Já as atuações estão boas. Por mais que a maioria das crianças não tenham tanto destaque, elas se saem bem principalmente pelo excelente roteiro que consegue criar boas tiradas com seus diálogos. Os destaques ficam por conta de dois atores: Viggo Mortensen que interpreta o Ben, e o Frank Langella que faz o avô das crianças. Frank tem um papel difícil em mãos, ele precisa se apresentar como um vilão, e ao mesmo tempo demonstrar seu ponto de vista. Ele consegue criar essas duas facetas com elementos diferenciados, sua postura corporal é imponente perante a Ben, porém, seu olhar acalorado pelos seus netos mostra uma preocupação e amor genuíno. Viggo tem uma atuação extremamente introspectiva, sua contribuição para com o personagem estão em seus pequenos gestos. O olhar fraterno perante as crianças, as pequenas respiradas antes de falar algo doloroso, e sua naturalidade para comentar sobre assuntos polêmicos fazem de Ben um adorável personagem complexo.
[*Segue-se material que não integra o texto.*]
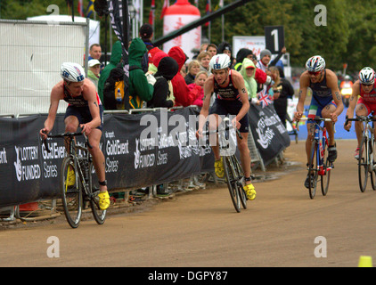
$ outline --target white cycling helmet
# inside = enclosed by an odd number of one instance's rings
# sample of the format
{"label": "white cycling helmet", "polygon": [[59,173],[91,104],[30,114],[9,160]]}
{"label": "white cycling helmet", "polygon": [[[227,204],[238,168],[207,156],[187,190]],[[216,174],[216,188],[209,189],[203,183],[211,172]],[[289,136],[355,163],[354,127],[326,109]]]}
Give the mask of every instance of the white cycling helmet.
{"label": "white cycling helmet", "polygon": [[230,57],[225,53],[214,55],[209,62],[210,70],[219,70],[227,69],[231,65]]}
{"label": "white cycling helmet", "polygon": [[375,82],[375,71],[369,67],[359,71],[359,81],[364,85],[372,85]]}
{"label": "white cycling helmet", "polygon": [[321,71],[325,68],[325,61],[320,55],[315,55],[306,62],[306,69],[312,72]]}
{"label": "white cycling helmet", "polygon": [[61,78],[69,82],[81,82],[85,79],[85,70],[75,62],[63,62],[61,67]]}

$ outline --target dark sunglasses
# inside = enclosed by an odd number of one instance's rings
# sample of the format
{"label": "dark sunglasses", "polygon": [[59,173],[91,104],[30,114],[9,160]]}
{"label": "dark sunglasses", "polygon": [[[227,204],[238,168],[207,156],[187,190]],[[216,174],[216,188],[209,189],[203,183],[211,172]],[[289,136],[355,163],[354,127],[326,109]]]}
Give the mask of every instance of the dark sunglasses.
{"label": "dark sunglasses", "polygon": [[308,71],[309,75],[315,75],[315,77],[318,76],[320,74],[320,71]]}

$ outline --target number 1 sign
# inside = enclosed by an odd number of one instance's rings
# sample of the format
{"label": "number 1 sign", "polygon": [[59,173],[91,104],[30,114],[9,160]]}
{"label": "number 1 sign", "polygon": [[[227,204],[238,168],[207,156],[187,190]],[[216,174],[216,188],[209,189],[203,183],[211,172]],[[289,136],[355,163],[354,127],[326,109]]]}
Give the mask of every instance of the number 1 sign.
{"label": "number 1 sign", "polygon": [[273,54],[281,52],[284,46],[283,26],[265,27],[265,41],[266,49],[268,49]]}

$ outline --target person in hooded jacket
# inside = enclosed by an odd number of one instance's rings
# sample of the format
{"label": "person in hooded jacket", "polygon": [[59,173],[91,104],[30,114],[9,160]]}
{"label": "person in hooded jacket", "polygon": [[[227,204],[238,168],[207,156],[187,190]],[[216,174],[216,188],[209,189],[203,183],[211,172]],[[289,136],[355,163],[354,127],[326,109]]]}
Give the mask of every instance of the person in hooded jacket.
{"label": "person in hooded jacket", "polygon": [[143,102],[151,99],[154,91],[153,86],[148,83],[141,67],[143,54],[147,48],[143,40],[135,37],[129,46],[129,107],[142,108]]}
{"label": "person in hooded jacket", "polygon": [[174,100],[169,99],[168,81],[178,73],[176,61],[169,56],[163,57],[158,64],[158,71],[154,74],[156,79],[152,98],[148,102],[149,108],[171,108]]}
{"label": "person in hooded jacket", "polygon": [[[194,100],[200,96],[201,86],[196,86],[193,89],[190,90],[184,78],[180,73],[180,69],[184,65],[186,56],[184,52],[179,46],[173,46],[168,51],[168,56],[176,61],[178,65],[178,72],[172,78],[172,87],[174,90],[175,105],[187,107],[192,105]],[[160,64],[160,62],[159,62]]]}
{"label": "person in hooded jacket", "polygon": [[253,104],[259,105],[257,99],[257,83],[255,79],[256,67],[253,61],[245,58],[239,71],[244,78],[245,87],[248,93],[248,100]]}
{"label": "person in hooded jacket", "polygon": [[111,57],[110,59],[110,63],[105,66],[105,68],[101,72],[101,77],[98,81],[98,95],[101,98],[102,102],[103,100],[103,90],[104,83],[110,76],[110,72],[116,68],[116,66],[120,63],[122,57],[122,47],[120,41],[117,41],[112,45]]}
{"label": "person in hooded jacket", "polygon": [[236,64],[233,67],[233,69],[236,71],[240,71],[241,69],[241,64],[245,58],[248,58],[249,60],[252,60],[253,52],[249,50],[249,48],[241,48],[236,53]]}

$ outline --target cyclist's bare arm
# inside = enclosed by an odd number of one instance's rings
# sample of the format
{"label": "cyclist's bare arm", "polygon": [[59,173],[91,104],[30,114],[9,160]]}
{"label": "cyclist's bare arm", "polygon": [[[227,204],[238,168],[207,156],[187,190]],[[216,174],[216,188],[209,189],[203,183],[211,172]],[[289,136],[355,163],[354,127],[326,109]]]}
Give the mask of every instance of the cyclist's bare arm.
{"label": "cyclist's bare arm", "polygon": [[39,134],[46,139],[48,134],[53,127],[53,124],[56,118],[56,113],[59,107],[59,102],[61,99],[61,94],[62,94],[62,81],[55,85],[51,91],[50,94],[50,109],[48,110],[48,117],[45,121],[45,127],[39,131]]}
{"label": "cyclist's bare arm", "polygon": [[308,71],[303,72],[299,79],[299,92],[298,93],[298,101],[297,104],[297,111],[294,114],[294,120],[298,121],[303,116],[304,112],[304,102],[306,101],[307,90],[309,86],[309,76]]}
{"label": "cyclist's bare arm", "polygon": [[342,102],[342,95],[340,94],[338,86],[338,77],[336,74],[330,69],[326,69],[326,84],[327,86],[331,89],[331,95],[333,97],[334,102],[337,105],[334,112],[331,114],[331,118],[335,123],[338,120],[338,117],[342,113],[344,106]]}
{"label": "cyclist's bare arm", "polygon": [[87,101],[93,119],[86,124],[80,125],[80,126],[82,127],[82,132],[89,134],[92,129],[94,129],[101,125],[101,117],[95,86],[87,78],[85,79],[83,95],[85,100]]}
{"label": "cyclist's bare arm", "polygon": [[[245,87],[242,76],[236,70],[232,70],[231,72],[233,76],[233,86],[238,89],[242,103],[241,109],[239,110],[238,115],[236,115],[236,127],[239,129],[241,127],[239,121],[247,115],[248,110],[249,110],[249,102],[248,101],[248,92]],[[233,122],[233,125],[235,126],[234,122]]]}
{"label": "cyclist's bare arm", "polygon": [[213,75],[210,75],[208,78],[205,81],[205,85],[204,85],[204,100],[202,102],[202,108],[200,112],[200,116],[199,116],[199,129],[196,132],[197,137],[201,136],[202,128],[205,125],[205,122],[208,114],[208,109],[210,107],[210,97],[213,91],[214,91],[214,77]]}
{"label": "cyclist's bare arm", "polygon": [[[353,84],[353,86],[352,86],[353,93],[351,94],[350,102],[348,103],[348,109],[347,109],[347,111],[346,112],[346,116],[347,116],[348,118],[354,118],[354,110],[356,110],[356,107],[357,96],[360,94],[359,88],[360,88],[359,80],[356,80]],[[348,121],[347,125],[344,126],[344,127],[345,127],[345,130],[348,131],[351,128],[351,121]]]}

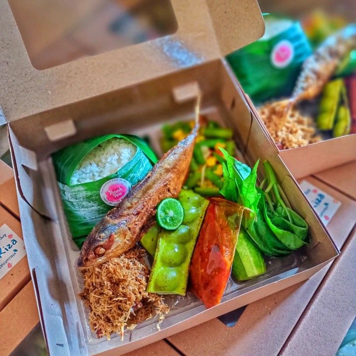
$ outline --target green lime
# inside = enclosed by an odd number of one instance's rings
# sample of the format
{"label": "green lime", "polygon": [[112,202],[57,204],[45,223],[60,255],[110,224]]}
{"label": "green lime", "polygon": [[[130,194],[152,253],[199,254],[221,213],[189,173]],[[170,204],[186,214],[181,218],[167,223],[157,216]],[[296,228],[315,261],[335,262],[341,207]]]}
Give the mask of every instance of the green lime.
{"label": "green lime", "polygon": [[158,204],[156,217],[161,227],[166,230],[176,230],[183,222],[183,207],[178,199],[166,198]]}

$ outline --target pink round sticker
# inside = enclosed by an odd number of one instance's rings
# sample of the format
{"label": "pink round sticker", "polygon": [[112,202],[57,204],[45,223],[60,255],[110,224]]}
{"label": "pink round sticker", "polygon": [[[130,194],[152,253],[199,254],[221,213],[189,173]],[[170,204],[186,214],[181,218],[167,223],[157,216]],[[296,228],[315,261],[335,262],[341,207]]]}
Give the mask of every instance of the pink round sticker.
{"label": "pink round sticker", "polygon": [[272,64],[277,68],[285,68],[293,60],[294,49],[293,44],[284,40],[274,45],[271,53]]}
{"label": "pink round sticker", "polygon": [[104,183],[100,189],[100,196],[108,205],[116,206],[131,189],[130,182],[122,178],[114,178]]}

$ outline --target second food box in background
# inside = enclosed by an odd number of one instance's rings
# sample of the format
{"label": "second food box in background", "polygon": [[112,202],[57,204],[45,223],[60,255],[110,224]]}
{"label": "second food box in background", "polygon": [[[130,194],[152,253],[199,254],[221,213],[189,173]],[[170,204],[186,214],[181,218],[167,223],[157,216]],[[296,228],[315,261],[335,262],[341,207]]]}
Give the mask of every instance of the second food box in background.
{"label": "second food box in background", "polygon": [[52,159],[69,229],[79,247],[83,236],[157,161],[143,139],[119,134],[66,147]]}

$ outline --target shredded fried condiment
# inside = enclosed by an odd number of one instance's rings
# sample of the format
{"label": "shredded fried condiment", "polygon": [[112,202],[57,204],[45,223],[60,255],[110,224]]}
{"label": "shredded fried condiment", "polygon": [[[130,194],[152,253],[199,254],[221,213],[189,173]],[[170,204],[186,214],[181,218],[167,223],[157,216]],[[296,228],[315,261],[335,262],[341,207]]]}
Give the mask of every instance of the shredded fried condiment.
{"label": "shredded fried condiment", "polygon": [[312,118],[297,109],[286,112],[288,100],[265,104],[259,109],[261,118],[274,142],[281,148],[295,148],[321,141]]}
{"label": "shredded fried condiment", "polygon": [[162,297],[146,291],[149,271],[146,252],[134,248],[119,257],[82,271],[84,289],[79,295],[90,310],[89,323],[98,337],[132,330],[158,315],[159,324],[169,312]]}

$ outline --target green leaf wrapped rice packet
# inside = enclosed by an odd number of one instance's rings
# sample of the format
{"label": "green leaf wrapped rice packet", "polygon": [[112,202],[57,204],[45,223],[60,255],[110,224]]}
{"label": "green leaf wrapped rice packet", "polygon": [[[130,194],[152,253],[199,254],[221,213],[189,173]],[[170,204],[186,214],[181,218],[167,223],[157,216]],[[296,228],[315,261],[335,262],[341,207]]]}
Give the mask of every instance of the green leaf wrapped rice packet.
{"label": "green leaf wrapped rice packet", "polygon": [[[116,145],[113,144],[114,142]],[[118,149],[119,146],[122,149],[134,148],[133,151],[130,151],[131,158],[118,170],[110,171],[107,176],[102,177],[98,173],[93,161],[84,161],[88,160],[91,154],[91,159],[100,161],[99,164],[106,165],[103,172],[112,170],[109,162],[110,152],[116,155],[118,162],[123,163],[128,159],[127,156],[120,156],[121,153],[127,154],[127,150],[125,152],[110,150],[113,147]],[[97,152],[102,155],[96,157]],[[109,159],[106,162],[108,154]],[[119,156],[120,159],[117,158]],[[120,134],[100,136],[69,146],[54,153],[52,159],[69,229],[80,248],[85,240],[84,236],[117,205],[133,185],[146,176],[157,160],[143,140],[133,135]],[[84,162],[86,164],[81,166]]]}
{"label": "green leaf wrapped rice packet", "polygon": [[244,90],[257,103],[289,96],[303,63],[312,54],[299,22],[270,15],[265,20],[262,38],[226,56]]}

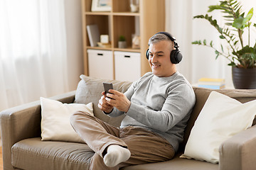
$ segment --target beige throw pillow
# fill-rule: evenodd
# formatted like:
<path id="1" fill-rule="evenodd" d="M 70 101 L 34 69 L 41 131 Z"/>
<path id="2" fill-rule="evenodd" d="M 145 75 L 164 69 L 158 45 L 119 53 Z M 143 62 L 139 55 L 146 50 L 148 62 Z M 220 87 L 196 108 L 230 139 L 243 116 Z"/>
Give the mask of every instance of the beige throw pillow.
<path id="1" fill-rule="evenodd" d="M 219 147 L 252 124 L 256 100 L 245 103 L 216 91 L 210 93 L 191 130 L 181 157 L 219 162 Z"/>
<path id="2" fill-rule="evenodd" d="M 41 97 L 42 140 L 83 142 L 70 123 L 70 115 L 78 110 L 93 115 L 92 103 L 85 104 L 62 103 Z"/>

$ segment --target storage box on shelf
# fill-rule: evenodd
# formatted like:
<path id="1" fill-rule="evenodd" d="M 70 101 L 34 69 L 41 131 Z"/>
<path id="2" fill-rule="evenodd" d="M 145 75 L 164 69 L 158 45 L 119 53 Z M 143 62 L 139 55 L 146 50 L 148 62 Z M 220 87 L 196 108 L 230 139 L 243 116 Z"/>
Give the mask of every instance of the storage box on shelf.
<path id="1" fill-rule="evenodd" d="M 87 53 L 89 76 L 113 79 L 112 52 L 89 49 Z"/>
<path id="2" fill-rule="evenodd" d="M 151 70 L 148 61 L 145 57 L 145 52 L 148 48 L 149 38 L 154 33 L 164 30 L 165 1 L 139 0 L 138 12 L 131 12 L 129 0 L 110 1 L 112 4 L 110 11 L 92 12 L 92 0 L 82 0 L 84 74 L 90 76 L 92 74 L 92 71 L 90 71 L 90 68 L 94 67 L 100 69 L 100 67 L 102 67 L 100 63 L 95 63 L 93 64 L 96 65 L 90 66 L 92 64 L 89 61 L 88 49 L 112 51 L 112 59 L 108 62 L 112 62 L 111 69 L 112 79 L 119 79 L 118 78 L 119 75 L 118 75 L 117 71 L 114 70 L 115 68 L 120 67 L 118 66 L 119 62 L 121 62 L 120 64 L 122 64 L 122 61 L 114 62 L 114 52 L 137 52 L 139 54 L 139 59 L 137 58 L 137 60 L 139 60 L 139 62 L 137 62 L 136 64 L 140 64 L 139 67 L 136 66 L 136 68 L 134 68 L 132 67 L 134 64 L 130 65 L 130 69 L 137 72 L 133 74 L 136 76 L 131 77 L 131 79 L 134 80 L 137 79 L 137 75 L 141 76 Z M 158 12 L 152 13 L 152 11 Z M 86 26 L 88 25 L 97 25 L 100 35 L 108 35 L 110 45 L 107 47 L 91 47 L 86 30 Z M 140 44 L 138 45 L 139 48 L 132 48 L 133 35 L 139 35 L 140 37 Z M 120 35 L 125 37 L 127 48 L 118 48 L 118 40 Z M 112 74 L 111 72 L 109 74 Z"/>
<path id="3" fill-rule="evenodd" d="M 114 75 L 115 79 L 134 81 L 140 76 L 140 53 L 115 51 Z"/>

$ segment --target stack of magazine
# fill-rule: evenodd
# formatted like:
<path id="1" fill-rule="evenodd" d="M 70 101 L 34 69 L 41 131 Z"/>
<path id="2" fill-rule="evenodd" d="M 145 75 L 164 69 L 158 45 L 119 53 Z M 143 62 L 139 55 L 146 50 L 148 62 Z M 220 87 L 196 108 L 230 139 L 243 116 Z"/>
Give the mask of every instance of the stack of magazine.
<path id="1" fill-rule="evenodd" d="M 204 87 L 212 89 L 221 89 L 225 88 L 225 79 L 201 78 L 198 80 L 198 87 Z"/>

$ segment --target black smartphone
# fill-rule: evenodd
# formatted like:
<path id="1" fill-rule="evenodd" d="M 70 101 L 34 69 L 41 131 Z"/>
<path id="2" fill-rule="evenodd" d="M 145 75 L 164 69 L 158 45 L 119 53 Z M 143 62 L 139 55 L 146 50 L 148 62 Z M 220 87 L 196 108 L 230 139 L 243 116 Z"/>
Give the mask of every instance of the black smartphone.
<path id="1" fill-rule="evenodd" d="M 107 94 L 111 94 L 109 92 L 109 90 L 110 89 L 113 89 L 113 84 L 112 83 L 105 83 L 105 82 L 103 82 L 103 86 L 104 86 L 104 90 L 105 90 L 105 95 L 106 95 L 106 97 L 107 97 Z M 113 98 L 112 98 L 113 99 Z"/>

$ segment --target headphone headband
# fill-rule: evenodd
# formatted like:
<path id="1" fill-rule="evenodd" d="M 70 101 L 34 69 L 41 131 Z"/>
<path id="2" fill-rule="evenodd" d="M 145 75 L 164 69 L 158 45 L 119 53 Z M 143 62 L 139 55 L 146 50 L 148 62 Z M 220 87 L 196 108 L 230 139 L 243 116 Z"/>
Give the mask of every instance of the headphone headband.
<path id="1" fill-rule="evenodd" d="M 166 35 L 172 42 L 174 42 L 175 49 L 178 50 L 178 48 L 179 47 L 178 43 L 176 42 L 175 38 L 171 36 L 171 35 L 169 34 L 169 33 L 162 31 L 162 32 L 159 32 L 156 34 L 164 34 Z"/>
<path id="2" fill-rule="evenodd" d="M 174 42 L 175 50 L 174 50 L 171 52 L 171 55 L 170 55 L 171 62 L 175 64 L 179 63 L 182 60 L 182 55 L 178 49 L 178 43 L 175 41 L 176 40 L 175 38 L 171 36 L 171 34 L 169 34 L 167 32 L 159 32 L 159 33 L 156 33 L 155 35 L 156 35 L 156 34 L 164 34 L 164 35 L 166 35 L 172 42 Z M 146 52 L 146 57 L 147 60 L 149 60 L 149 49 L 148 49 Z"/>

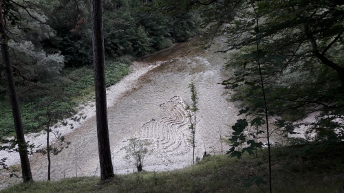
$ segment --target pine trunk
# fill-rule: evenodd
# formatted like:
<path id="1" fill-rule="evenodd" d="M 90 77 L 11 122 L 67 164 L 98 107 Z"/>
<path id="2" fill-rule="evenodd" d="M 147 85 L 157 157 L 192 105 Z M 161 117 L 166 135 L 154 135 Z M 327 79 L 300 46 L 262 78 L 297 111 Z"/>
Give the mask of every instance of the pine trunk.
<path id="1" fill-rule="evenodd" d="M 1 3 L 0 3 L 0 8 Z M 12 113 L 13 115 L 13 121 L 14 122 L 14 128 L 16 131 L 17 139 L 18 140 L 18 150 L 19 152 L 21 172 L 23 180 L 26 183 L 32 179 L 31 168 L 30 166 L 29 157 L 28 156 L 28 149 L 25 141 L 23 124 L 21 122 L 21 115 L 17 96 L 16 87 L 13 79 L 12 65 L 10 63 L 10 53 L 8 51 L 8 37 L 5 30 L 4 19 L 2 9 L 0 10 L 0 47 L 3 57 L 3 68 L 6 76 L 6 80 L 8 87 L 8 94 L 10 95 Z"/>
<path id="2" fill-rule="evenodd" d="M 113 177 L 114 168 L 111 159 L 110 142 L 107 124 L 107 109 L 105 73 L 105 49 L 103 30 L 103 3 L 101 0 L 92 0 L 92 43 L 97 117 L 97 136 L 103 181 Z"/>

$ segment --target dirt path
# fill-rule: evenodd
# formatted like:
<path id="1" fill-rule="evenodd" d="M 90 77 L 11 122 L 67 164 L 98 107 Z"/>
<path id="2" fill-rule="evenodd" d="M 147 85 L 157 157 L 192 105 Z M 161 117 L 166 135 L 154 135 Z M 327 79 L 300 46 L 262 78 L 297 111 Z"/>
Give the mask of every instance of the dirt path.
<path id="1" fill-rule="evenodd" d="M 214 53 L 222 46 L 217 39 L 207 50 L 197 45 L 197 41 L 175 45 L 145 59 L 133 63 L 131 73 L 107 90 L 109 137 L 115 173 L 134 170 L 133 164 L 123 159 L 127 139 L 133 137 L 153 139 L 156 150 L 144 163 L 144 170 L 169 170 L 189 166 L 192 162 L 189 131 L 184 105 L 189 101 L 188 85 L 195 82 L 199 95 L 196 126 L 195 155 L 204 152 L 221 153 L 221 135 L 228 135 L 228 124 L 236 120 L 237 110 L 222 96 L 224 88 L 219 84 L 225 77 L 222 67 L 226 55 Z M 78 122 L 68 120 L 58 130 L 71 141 L 67 148 L 52 157 L 52 179 L 76 176 L 99 175 L 95 108 L 94 102 L 80 106 L 76 117 Z M 73 124 L 72 126 L 71 124 Z M 71 128 L 73 127 L 72 129 Z M 45 135 L 28 136 L 27 140 L 44 144 Z M 34 137 L 35 136 L 35 137 Z M 224 151 L 226 147 L 222 147 Z M 9 157 L 13 164 L 14 155 L 0 152 L 0 157 Z M 35 180 L 47 178 L 46 155 L 30 157 Z"/>

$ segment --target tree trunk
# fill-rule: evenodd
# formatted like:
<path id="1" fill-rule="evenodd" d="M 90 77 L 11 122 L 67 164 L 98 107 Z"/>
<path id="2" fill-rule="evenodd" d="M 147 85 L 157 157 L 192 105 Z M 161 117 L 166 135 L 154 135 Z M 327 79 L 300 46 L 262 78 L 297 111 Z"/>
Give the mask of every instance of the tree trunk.
<path id="1" fill-rule="evenodd" d="M 105 51 L 103 30 L 103 3 L 101 0 L 92 0 L 92 43 L 97 117 L 97 136 L 103 181 L 114 176 L 111 159 L 110 142 L 107 124 L 107 109 L 105 88 Z"/>
<path id="2" fill-rule="evenodd" d="M 0 2 L 0 9 L 1 8 L 1 3 Z M 5 21 L 3 19 L 2 9 L 0 10 L 0 47 L 3 60 L 3 68 L 6 75 L 6 80 L 11 102 L 12 113 L 13 115 L 13 121 L 14 122 L 17 139 L 18 140 L 18 150 L 21 159 L 21 173 L 23 174 L 23 182 L 26 183 L 32 179 L 32 174 L 31 174 L 29 157 L 28 156 L 28 149 L 24 137 L 23 124 L 21 122 L 21 115 L 18 102 L 18 98 L 16 93 L 16 87 L 13 80 L 12 66 L 8 51 L 8 45 L 7 44 L 8 37 L 5 30 Z"/>

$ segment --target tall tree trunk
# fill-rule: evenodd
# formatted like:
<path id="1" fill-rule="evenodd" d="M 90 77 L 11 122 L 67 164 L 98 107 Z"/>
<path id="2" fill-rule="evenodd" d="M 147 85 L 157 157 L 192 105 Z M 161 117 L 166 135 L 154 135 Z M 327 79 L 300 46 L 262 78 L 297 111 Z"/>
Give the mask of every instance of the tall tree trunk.
<path id="1" fill-rule="evenodd" d="M 13 115 L 13 121 L 16 130 L 17 139 L 18 140 L 18 150 L 21 165 L 21 173 L 23 180 L 26 183 L 32 179 L 31 168 L 30 166 L 29 157 L 28 156 L 28 149 L 25 141 L 24 133 L 23 130 L 23 124 L 21 122 L 21 115 L 18 102 L 18 98 L 16 93 L 16 87 L 13 80 L 12 66 L 8 52 L 8 37 L 5 30 L 5 21 L 3 19 L 1 3 L 0 2 L 0 47 L 3 60 L 3 68 L 6 75 L 6 80 L 8 87 L 10 99 L 11 102 L 12 113 Z"/>
<path id="2" fill-rule="evenodd" d="M 103 181 L 114 176 L 111 159 L 110 142 L 107 125 L 107 109 L 105 73 L 105 48 L 103 30 L 103 3 L 101 0 L 92 0 L 92 43 L 97 116 L 97 136 Z"/>

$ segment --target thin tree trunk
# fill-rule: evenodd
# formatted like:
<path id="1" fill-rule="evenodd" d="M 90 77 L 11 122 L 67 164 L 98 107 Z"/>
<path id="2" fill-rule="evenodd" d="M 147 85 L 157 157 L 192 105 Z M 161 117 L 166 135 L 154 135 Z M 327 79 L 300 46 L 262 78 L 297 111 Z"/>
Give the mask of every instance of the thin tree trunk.
<path id="1" fill-rule="evenodd" d="M 50 128 L 49 125 L 50 124 L 50 116 L 48 114 L 48 122 L 47 125 L 47 180 L 50 181 L 50 168 L 51 168 L 51 161 L 50 161 L 50 148 L 49 147 L 49 134 Z"/>
<path id="2" fill-rule="evenodd" d="M 103 3 L 101 0 L 92 0 L 92 43 L 97 117 L 97 136 L 103 181 L 114 176 L 111 159 L 110 142 L 107 124 L 107 109 L 105 73 L 105 51 L 103 30 Z"/>
<path id="3" fill-rule="evenodd" d="M 0 2 L 0 9 L 1 3 Z M 28 149 L 26 142 L 25 141 L 24 133 L 23 129 L 23 124 L 21 122 L 21 115 L 20 113 L 18 98 L 16 93 L 16 87 L 13 80 L 13 74 L 12 66 L 10 59 L 10 54 L 8 51 L 8 37 L 5 30 L 4 19 L 2 9 L 0 10 L 0 47 L 4 64 L 4 70 L 6 75 L 6 80 L 8 87 L 9 95 L 11 102 L 12 113 L 13 115 L 13 121 L 14 122 L 14 128 L 18 140 L 18 150 L 19 152 L 21 173 L 23 174 L 23 180 L 26 183 L 32 179 L 31 174 L 31 168 L 30 166 L 29 157 L 28 156 Z"/>

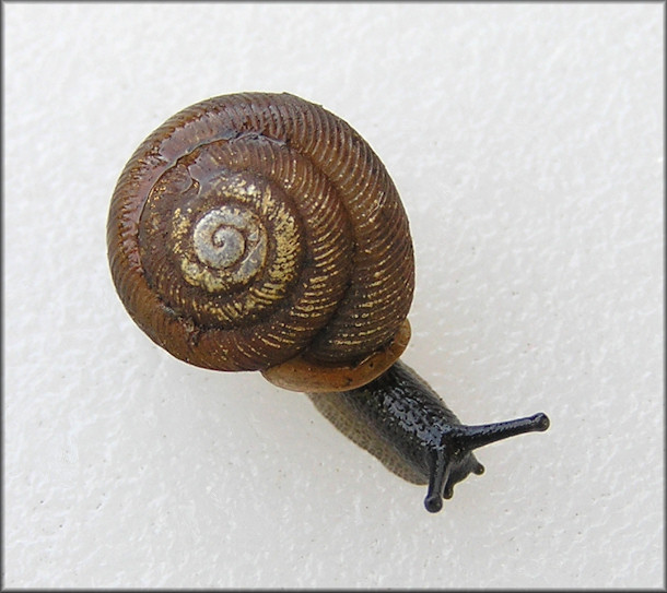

Contudo, é até triste constatar que apesar de todas essas coisas boas, o terceiro ato do filme apresente problemas tão intensivos. Em certo momento de Capitão Fantástico acontece um acidente com uma das personagens, e o artifício que o roteiro usa para fazer um dos personagens mudar seus pensamentos é quebrando uma regra médica básica, afinal, nenhum médico ou enfermeiro vai chegar para alguém e falar “Olha, sorte sua que essa pessoa está viva. Mais um pouco pra esse lado e ela teria morrido”. Outro ponto insatisfatório é o abandono do “vilão” no meio do terceiro ato, sem encerrar um arco dramático consistente. Além de o longa quebrar sua própria regra, pois, uma das personagens que se opõe ao sistema capitalista tem como sua música favorita uma do Gun’s and Roses, uma banda extremamente massificada. Mas são falhas que não estragam o conteúdo final.
Por fim, Capitão Fantástico é um dos filmes mais provocativos de dois mil e dezesseis, nos entrega momentos reflexivos, apaixonantes e melancólicos. E por mais que seja extremamente politizado e nos traga questões sociais como uma mensagem de fundo, seu esqueleto nada mais é do que um adorável filme sobre paternidade e perda. No qual vai fazer muitos pais chorarem.